At the Natural Resources Committee meeting, we heard an update of the efforts to control the outbreak of Chronic Wasting Disease among the deer on a Davis County Game Preserve.
I am co-sponsoring a companion bill to better regulate deer breeding farms and hunting preserves. Should CWD spread from the confines of the private captive deer herd to our wild herd, the devastation could be enormous and would likely cause a large economic down-turn in our local economy.
In the evening I attended “Tourism Night” at the state fairgrounds. Iowa tourism was showcased at the many exhibits.
The Villages of Van Buren and the Fairfield exhibit showcased tourism in our area. I was impressed by their representatives and their promotion of traveling to our area of the state.
In 2011, tourism brought $6.36 million to Davis County; $36.55 million to Jefferson County; and $6.02 million to Van Buren County. Tourism has obviously impacted the area in terms of both money and jobs.
At a meeting of the Education Appropriations Subcommittee, we were updated by the Board of Educational Examiners director. This board issues certificates to practice and investigates ethics violations and complaints. They wish to resolve most cases within 180 days, but of course, some complicated cases may take longer. The most important thing is to remove the person from the classroom immediately and resolve complaints as quickly as possible, while giving due justice to all parties.
We also discussed the possible hiring of superintendents without any experience in education. This is a controversial proposal by the governor and will be debated vigorously before any final action.
At a meeting of the House Education Committee, we heard the Instructional Time Task Force’s final report. The task force recommended Iowa lawmakers keep the 180 days requirement, but also require 1,080 hours of instruction per school year. I have long favored an instructional requirement such as this. At present, if the buses run and then the students are sent home, the time is counted as one day, when in fact it may be but one or two hours of instructional time. It was further recommended the school year start date remain a local school board decision.
The annual Hy-Vee Legislative Reception was held Wednesday evening. Hy-Vee has grown to 235 stores, the largest grocer in the Midwest, and now employs 63,000 people. In 2012, Hy-Vee had another record year with retail sales of $7.7 billion, yes billion! Hy-Vee is the largest private employer in Iowa.
On Thursday, a joint session of the Iowa Legislature heard Iowa National Guard Adjutant Gen. Timothy Orr report the guard remains, “Mission Focused and Warrior Ready.”

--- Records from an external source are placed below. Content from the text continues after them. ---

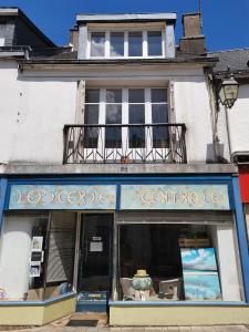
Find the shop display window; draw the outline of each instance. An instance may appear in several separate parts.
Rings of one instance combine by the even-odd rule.
[[[121,225],[118,297],[129,301],[240,301],[231,227]],[[234,269],[234,270],[232,270]]]
[[[43,301],[73,290],[74,212],[9,212],[0,241],[0,301]]]

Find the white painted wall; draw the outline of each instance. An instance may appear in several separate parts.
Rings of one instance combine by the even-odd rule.
[[[242,291],[240,289],[234,227],[232,225],[212,226],[210,235],[218,259],[222,300],[241,301]]]
[[[62,164],[63,127],[75,121],[76,80],[25,77],[0,62],[0,163]]]
[[[0,250],[0,288],[10,300],[22,300],[29,290],[31,235],[33,220],[4,217]]]
[[[18,65],[0,61],[0,163],[8,164],[14,145],[19,111]]]
[[[201,68],[93,66],[87,71],[18,73],[13,62],[9,68],[0,65],[0,163],[62,164],[63,127],[75,123],[79,80],[85,80],[86,86],[121,87],[167,86],[174,81],[175,121],[187,126],[188,163],[206,163],[212,157],[211,111]]]
[[[201,71],[196,74],[175,79],[175,113],[187,127],[188,163],[205,164],[214,159],[211,110],[205,77]]]

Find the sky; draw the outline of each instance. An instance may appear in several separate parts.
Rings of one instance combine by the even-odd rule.
[[[181,15],[196,12],[199,0],[0,0],[19,7],[55,44],[70,42],[77,13],[176,12],[176,41]],[[201,0],[203,33],[208,51],[249,48],[249,0]]]

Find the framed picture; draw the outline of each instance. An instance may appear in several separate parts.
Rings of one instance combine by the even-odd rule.
[[[43,237],[32,238],[32,251],[42,251]]]
[[[214,248],[181,248],[180,256],[184,271],[217,271]]]
[[[31,263],[32,262],[43,262],[44,251],[32,251],[31,252]]]
[[[30,277],[35,278],[41,276],[41,264],[37,262],[32,262],[30,264]]]
[[[218,272],[184,272],[184,292],[190,301],[222,300]]]

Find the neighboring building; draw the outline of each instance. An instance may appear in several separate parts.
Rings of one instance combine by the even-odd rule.
[[[249,49],[215,52],[210,56],[219,58],[215,68],[217,79],[232,73],[239,83],[238,100],[227,111],[227,120],[225,110],[220,106],[218,127],[224,136],[228,135],[231,159],[239,168],[241,199],[249,235]],[[227,128],[221,123],[227,123]]]
[[[0,324],[75,308],[113,325],[249,323],[237,167],[208,80],[218,59],[198,13],[179,46],[175,22],[80,14],[72,49],[8,60]]]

The Iowa National Guard consists of 9,400 servicemen and women and operates at one-third the cost of regular forces. The costs of the guard are 97 percent funded by the federal government.
In the Iowa Guard, 80 percent of the troops serve part time with the Guard and full time in the business community. Last year 1,400 members of the Guard received their tuition paid by the state. Orr also reported thanks to a state and business partnership, the unemployment rate for members of the Guard has gone from 28 percent down to 6 percent. This is a remarkable achievement.
At the afternoon Natural Resource Committee meeting, we learned of the tremendous economic value of Iowa’s natural resources.
In Iowa, these economic benefits amount to about $3 billion and 31,000 jobs. We must use our best stewardship to preserve these resources for future generations.
Thursday evening, I hosted a Fairfield listening post on soil, water and environmental issues. The meeting was attended by several area senators and representatives, as well as wide-range of interested citizens. The objective was to let members of the Legislature hear the environmental concerns, ideas and possible solutions of area constituents, as well as to let various interest groups hear the view of others.